Boeing Sees Indian Airlines Raising Capacity By 25% Over Next Year
Planemaker Boeing Co expects Indian airlines to boost their capacity by at least 25% over the next year as demand rebounds quickly in the world's fastest-growing major market, an executive said on Thursday.
"We are forecasting airlines to rebound quickly and add 25-plus percent annual seats back into the market," Dave Schulte, the managing director for regional marketing at Boeing Commercial Airplanes, told reporters.
In the longer term, Boeing expects an annual capacity increase of 7% in India, outpacing other top high-growth markets, he added.
Indian skies are dominated by low-cost carriers (LCCs) including IndiGo, SpiceJet, GoFirst and AirAsia India, with the majority of them operating Airbus narrowbody planes.
Boeing dominates India's widebody market but fare wars and high costs have led to casualties among full-service carriers, including Kingfisher Airlines in 2012 and Jet Airways in 2019, making LCCs and Airbus even more dominant.
But India's newest budget carrier Akasa Air and new owners Tata and Sons at Air India and the Jalan-Kalrock consortium at Jet Airways are giving the U.S. planemaker hope of clawing back share in the Indian market as they eye more plane orders.
Akasa has 72 Boeing 737 MAX planes on order.
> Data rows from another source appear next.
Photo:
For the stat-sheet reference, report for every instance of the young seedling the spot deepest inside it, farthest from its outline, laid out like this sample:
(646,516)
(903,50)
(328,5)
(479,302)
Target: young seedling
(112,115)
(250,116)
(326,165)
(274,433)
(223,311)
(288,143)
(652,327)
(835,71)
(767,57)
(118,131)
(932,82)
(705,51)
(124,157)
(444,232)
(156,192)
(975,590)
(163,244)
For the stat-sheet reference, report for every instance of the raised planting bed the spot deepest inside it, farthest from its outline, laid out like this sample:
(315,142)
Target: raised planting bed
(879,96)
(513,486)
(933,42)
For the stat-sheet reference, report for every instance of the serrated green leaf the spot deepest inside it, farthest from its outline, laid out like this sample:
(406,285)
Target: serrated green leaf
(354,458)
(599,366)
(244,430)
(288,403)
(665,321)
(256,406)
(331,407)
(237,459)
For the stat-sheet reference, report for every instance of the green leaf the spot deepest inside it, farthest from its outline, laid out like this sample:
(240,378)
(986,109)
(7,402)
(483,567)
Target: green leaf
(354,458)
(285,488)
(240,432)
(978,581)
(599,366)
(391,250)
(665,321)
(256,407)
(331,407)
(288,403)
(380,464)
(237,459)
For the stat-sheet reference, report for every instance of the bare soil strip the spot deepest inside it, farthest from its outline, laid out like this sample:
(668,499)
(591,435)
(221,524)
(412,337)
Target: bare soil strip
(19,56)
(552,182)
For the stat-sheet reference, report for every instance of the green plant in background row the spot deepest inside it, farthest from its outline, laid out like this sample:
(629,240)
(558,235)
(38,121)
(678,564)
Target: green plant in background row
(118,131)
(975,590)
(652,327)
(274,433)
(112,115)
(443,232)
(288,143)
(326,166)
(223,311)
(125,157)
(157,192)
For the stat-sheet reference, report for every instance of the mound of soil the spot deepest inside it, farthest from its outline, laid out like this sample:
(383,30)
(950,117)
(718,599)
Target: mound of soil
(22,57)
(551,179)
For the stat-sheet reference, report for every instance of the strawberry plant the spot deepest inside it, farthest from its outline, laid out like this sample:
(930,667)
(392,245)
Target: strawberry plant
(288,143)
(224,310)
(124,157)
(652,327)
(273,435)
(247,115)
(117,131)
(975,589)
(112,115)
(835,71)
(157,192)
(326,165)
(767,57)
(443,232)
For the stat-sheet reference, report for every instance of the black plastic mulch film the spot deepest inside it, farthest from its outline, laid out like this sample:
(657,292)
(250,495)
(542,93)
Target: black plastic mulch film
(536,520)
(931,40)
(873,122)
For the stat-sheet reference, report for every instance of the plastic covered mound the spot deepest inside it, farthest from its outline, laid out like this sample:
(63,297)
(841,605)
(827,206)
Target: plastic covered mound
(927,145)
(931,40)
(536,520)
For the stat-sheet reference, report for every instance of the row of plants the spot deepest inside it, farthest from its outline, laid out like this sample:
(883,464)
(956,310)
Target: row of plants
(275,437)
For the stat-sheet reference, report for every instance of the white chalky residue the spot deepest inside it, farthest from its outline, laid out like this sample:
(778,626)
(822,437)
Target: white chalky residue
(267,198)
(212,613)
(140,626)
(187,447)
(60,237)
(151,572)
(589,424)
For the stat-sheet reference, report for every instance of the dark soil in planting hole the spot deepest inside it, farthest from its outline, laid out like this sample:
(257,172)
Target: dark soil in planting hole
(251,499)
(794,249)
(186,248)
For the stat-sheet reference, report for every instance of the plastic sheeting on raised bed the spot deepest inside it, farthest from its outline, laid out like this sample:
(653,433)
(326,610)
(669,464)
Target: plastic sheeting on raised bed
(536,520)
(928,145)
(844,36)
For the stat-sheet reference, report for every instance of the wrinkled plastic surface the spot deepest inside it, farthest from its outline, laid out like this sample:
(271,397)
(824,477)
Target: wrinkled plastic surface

Boeing's biggest customer in India, SpiceJet, said on Wednesday it plans to induct more MAX planes in its fleet even as it struggles to make timely payments to vendors and lessors, prompting some of them to deregister and take back planes.
The loss-making airline has 155 MAX jets on order but has been slow in adding planes to its fleet even after the aircraft was cleared for flying by the country's aviation regulator last year following a global ban sparked by two deadly crashes.